Diversifying search results is a common mechanism in information retrieval to satisfy more users by surfacing documents that address different possible intentions of users. It generates a result list that is both relevant and diverse as possible as when ambiguous and broad queries appear. In this thesis, we first address search result diversification as a useful method to support search as learning, since diversification ensures to cover all possible aspects of the query in the final ranking. We argue that, in a search engine for the education domain, it is appropriate to diversify results across multiple dimensions, including the suitability of the content for different education levels and the type of the document in addition to topical ambiguity. We introduce a framework that extends the probabilistic and supervised methods for diversification that can consider the aspects of multiple independent dimensions during ranking, and demonstrate its effectiveness on a newly developed test collection.

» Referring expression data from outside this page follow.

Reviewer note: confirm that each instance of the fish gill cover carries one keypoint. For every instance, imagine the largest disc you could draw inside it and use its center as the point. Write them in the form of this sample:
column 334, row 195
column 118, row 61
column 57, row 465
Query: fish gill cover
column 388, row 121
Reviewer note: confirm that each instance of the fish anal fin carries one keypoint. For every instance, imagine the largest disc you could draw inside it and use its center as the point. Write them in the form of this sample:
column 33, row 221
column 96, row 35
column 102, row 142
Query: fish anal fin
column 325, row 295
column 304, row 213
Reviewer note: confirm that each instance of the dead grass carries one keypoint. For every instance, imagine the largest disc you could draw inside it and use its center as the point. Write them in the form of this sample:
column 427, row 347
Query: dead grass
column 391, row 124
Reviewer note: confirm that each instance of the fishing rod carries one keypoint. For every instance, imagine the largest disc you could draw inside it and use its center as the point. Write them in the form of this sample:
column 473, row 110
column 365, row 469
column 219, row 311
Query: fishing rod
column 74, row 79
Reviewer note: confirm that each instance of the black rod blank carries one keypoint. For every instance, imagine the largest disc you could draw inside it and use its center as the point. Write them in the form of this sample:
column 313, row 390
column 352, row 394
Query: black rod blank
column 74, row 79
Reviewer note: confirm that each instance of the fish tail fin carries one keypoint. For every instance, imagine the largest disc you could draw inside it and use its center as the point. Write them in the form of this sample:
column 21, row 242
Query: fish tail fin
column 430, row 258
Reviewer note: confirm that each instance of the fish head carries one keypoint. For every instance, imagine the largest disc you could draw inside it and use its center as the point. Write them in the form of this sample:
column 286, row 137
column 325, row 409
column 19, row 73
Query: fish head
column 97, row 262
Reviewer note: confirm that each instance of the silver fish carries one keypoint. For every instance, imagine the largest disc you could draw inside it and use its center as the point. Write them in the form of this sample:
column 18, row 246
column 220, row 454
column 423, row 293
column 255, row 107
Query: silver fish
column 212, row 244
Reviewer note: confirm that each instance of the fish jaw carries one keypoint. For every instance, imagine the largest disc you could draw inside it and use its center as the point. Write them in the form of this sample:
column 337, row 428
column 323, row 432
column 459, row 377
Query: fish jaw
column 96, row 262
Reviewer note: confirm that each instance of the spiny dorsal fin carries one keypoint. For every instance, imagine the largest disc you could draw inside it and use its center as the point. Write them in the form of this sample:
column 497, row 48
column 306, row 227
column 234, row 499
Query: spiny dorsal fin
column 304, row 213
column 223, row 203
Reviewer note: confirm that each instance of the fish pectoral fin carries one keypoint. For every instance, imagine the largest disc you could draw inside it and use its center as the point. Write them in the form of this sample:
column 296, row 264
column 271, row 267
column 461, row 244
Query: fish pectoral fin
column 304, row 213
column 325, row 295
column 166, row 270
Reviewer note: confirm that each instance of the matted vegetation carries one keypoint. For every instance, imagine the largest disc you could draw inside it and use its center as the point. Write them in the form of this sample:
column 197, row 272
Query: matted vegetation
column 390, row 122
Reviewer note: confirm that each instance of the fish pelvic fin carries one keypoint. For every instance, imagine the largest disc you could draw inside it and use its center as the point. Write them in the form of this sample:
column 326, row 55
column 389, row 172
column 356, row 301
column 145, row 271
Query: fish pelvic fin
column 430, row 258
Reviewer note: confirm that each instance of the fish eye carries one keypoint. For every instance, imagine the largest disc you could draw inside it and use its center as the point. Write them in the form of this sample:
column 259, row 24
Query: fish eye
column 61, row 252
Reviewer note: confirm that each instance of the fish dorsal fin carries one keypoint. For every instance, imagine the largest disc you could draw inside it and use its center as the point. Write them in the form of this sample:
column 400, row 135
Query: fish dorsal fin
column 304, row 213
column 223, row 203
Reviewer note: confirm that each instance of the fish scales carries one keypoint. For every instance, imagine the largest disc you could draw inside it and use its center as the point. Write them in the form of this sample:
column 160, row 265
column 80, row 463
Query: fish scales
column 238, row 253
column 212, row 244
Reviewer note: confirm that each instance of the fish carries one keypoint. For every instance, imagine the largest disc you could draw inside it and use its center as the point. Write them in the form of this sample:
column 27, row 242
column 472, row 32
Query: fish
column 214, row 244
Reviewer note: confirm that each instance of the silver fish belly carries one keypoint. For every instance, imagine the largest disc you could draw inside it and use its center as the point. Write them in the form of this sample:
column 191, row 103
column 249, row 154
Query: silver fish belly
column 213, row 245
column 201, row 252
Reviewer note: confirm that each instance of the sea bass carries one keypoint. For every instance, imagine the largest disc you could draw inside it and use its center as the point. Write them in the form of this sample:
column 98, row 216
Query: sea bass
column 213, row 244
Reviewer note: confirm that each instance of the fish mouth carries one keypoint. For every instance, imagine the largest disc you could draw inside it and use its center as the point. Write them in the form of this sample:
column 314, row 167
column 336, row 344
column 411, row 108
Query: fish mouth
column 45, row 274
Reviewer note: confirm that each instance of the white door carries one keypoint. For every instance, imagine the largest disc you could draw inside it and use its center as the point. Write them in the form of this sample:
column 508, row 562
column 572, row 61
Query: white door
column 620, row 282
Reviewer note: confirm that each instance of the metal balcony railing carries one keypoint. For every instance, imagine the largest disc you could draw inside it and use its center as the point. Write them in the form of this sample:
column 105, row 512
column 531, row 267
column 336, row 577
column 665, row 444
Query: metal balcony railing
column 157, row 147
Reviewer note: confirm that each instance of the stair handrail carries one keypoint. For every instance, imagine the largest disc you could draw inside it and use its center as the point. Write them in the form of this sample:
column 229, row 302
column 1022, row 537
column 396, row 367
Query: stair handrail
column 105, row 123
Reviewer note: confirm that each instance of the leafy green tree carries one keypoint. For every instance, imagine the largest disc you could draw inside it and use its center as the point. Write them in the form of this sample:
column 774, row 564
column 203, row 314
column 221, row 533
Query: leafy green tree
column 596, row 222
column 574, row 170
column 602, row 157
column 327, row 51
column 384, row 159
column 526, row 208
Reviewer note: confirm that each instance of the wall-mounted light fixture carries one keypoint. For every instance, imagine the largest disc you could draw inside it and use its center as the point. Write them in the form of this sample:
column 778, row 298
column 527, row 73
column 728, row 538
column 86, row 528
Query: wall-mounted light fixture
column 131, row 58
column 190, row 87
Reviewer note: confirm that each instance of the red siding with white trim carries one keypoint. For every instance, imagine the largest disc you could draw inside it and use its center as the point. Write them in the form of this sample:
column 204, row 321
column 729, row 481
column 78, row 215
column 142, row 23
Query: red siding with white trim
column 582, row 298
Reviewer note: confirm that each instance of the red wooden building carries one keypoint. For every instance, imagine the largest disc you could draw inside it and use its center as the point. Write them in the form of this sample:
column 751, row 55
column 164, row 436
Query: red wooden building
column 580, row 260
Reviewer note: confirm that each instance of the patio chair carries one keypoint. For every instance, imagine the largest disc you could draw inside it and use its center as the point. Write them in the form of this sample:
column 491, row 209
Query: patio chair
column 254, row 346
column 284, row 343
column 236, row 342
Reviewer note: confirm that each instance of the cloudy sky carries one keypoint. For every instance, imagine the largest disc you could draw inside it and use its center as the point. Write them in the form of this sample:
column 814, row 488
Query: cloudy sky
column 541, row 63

Secondly, we propose three different frameworks that exploit supervised learning methods to improve the effectiveness of explicit search result diversification which presume that query aspects are known during diversification. We also, for the first time in the literature, propose to learn the importance of aspects by leveraging query performance predictors (QPPs). We conduct our exhaustive experiments on a commonly used benchmark dataset and show that explicit diversification performance can be considerably improved using supervised learning methods without requiring large training sets or high computing capabilities.
Finally, we examine the impact of static index pruning on diversification performance. We introduce two novel strategies that take into account the topical diversity of documents and preserve documents relevant to different aspects while pruning the index. We show that our proposed pruning strategies outperform the existing approaches in terms of diversification measures.